Chinese pangolin

Chinese pangolin ( Manis pentadactyla )

The Chinese pangolin or ears pangolin ( Manis pentadactyla, Chinese鲮鲤/鲮鲤, Pinyin líng lǐ ) is a mammal of the family of pangolins ( Manidae ). It lives in eastern Asia.

Features

Chinese pangolins reach a body length of 50 to 60 inches, including another 30 to 40 centimeters long tail comes. Like all pangolins is with them the top of the head, the back and the flanks, covering the outer sides of the limbs and the tail with horny scales. The scales are colored purple-brown in adult animals black brown and in young animals. The skin that is visible, for example, the unprotected belly is white gray. The front feet carry large grave claws, the hind feet have claws on. The head is constructed very simply, as in all pangolins and toothless, the tongue very long. Of the other pangolins but they differ by the relatively large eyes and the presence of external ears ( in the other Asian pangolins is just a thickened ridge present in the African species not even this ).

Distribution and habitat

These pangolins are from eastern Nepal and north-eastern India on the northern Southeast Asia (Myanmar, Thailand, Northern Cambodia Northern Laos and North Vietnam) spread to the central and southern parts of China, they are also on the islands of Taiwan and Hainan before.
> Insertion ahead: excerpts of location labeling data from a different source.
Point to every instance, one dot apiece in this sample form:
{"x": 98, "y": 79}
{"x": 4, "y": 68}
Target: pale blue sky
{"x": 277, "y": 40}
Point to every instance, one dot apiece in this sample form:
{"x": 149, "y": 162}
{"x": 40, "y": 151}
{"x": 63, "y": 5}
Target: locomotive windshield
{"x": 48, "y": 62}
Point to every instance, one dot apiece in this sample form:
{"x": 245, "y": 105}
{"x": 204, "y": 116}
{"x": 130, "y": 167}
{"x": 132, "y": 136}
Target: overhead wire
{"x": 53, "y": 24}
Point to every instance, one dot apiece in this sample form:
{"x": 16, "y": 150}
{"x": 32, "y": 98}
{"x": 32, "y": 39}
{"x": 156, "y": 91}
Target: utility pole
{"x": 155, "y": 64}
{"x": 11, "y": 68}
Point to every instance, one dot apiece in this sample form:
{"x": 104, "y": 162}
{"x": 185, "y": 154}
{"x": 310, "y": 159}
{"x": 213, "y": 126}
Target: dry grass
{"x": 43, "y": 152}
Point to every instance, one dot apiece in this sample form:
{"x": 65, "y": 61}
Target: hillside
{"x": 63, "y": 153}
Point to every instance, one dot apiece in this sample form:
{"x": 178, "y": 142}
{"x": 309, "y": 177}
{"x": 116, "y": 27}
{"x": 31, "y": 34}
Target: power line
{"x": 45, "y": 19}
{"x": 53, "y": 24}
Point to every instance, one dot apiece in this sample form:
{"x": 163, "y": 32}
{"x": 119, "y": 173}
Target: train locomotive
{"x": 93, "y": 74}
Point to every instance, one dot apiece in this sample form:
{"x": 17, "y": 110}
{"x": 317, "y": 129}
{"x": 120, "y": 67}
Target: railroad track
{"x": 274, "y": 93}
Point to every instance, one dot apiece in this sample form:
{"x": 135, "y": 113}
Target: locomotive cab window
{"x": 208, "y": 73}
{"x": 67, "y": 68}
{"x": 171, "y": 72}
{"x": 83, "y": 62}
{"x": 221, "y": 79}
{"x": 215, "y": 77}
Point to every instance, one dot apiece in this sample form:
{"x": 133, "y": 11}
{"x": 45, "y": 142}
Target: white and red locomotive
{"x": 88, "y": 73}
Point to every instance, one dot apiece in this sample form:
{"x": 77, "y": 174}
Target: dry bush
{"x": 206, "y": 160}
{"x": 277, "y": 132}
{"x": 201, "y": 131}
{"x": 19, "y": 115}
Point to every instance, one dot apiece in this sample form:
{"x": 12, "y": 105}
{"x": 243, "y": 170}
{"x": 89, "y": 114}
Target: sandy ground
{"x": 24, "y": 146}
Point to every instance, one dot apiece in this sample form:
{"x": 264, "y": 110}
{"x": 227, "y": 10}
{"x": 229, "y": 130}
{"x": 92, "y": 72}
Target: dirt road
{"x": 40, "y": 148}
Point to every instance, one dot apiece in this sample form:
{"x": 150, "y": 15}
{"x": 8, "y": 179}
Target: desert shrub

Their habitat are mainly forests.

Way of life

Chinese Pangolins are nocturnal and stay mainly at the bottom. They spend the day in self-dug burrows or acquired from other animals whose input they close. At night, they go in search of food, where they can also climb trees. In case of threat they can be rolled up into a ball, which is also due to the sharp edges of the horny scales hardly break.
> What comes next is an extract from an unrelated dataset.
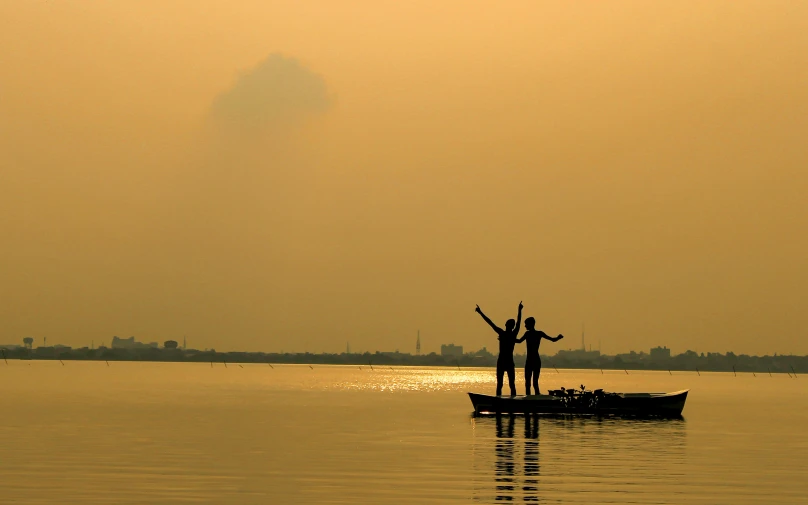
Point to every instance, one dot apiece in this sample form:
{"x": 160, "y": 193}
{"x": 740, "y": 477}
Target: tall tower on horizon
{"x": 583, "y": 341}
Their diet consists mainly of ants and termites. With the claws of the front feet, they can break the bark or Tierbaue of insects with its long, sticky tongue they take their prey to him. They have no teeth and grind their prey with the stomach.

Threat

In Chinese medicine, the scales of pangolins in the treatment of skin diseases are used, as their flesh is considered a delicacy. For these reasons, Chinese pangolins were hunted. Since 2000, the trade in these animals or their body parts is prohibited under the Endangered Species Convention ( CITES), but it should continue to exist a black market. In the over-populated southern and eastern Asia, the habitat destruction plays a role. The IUCN classified the species in 2008 consequently of the risk category " low risk" ( near threatened ) to " critically endangered " ( endangered ) high.

System

The next of kin of the Chinese shed animal is the leading Indian pangolin, with which it forms the subgenus Manis.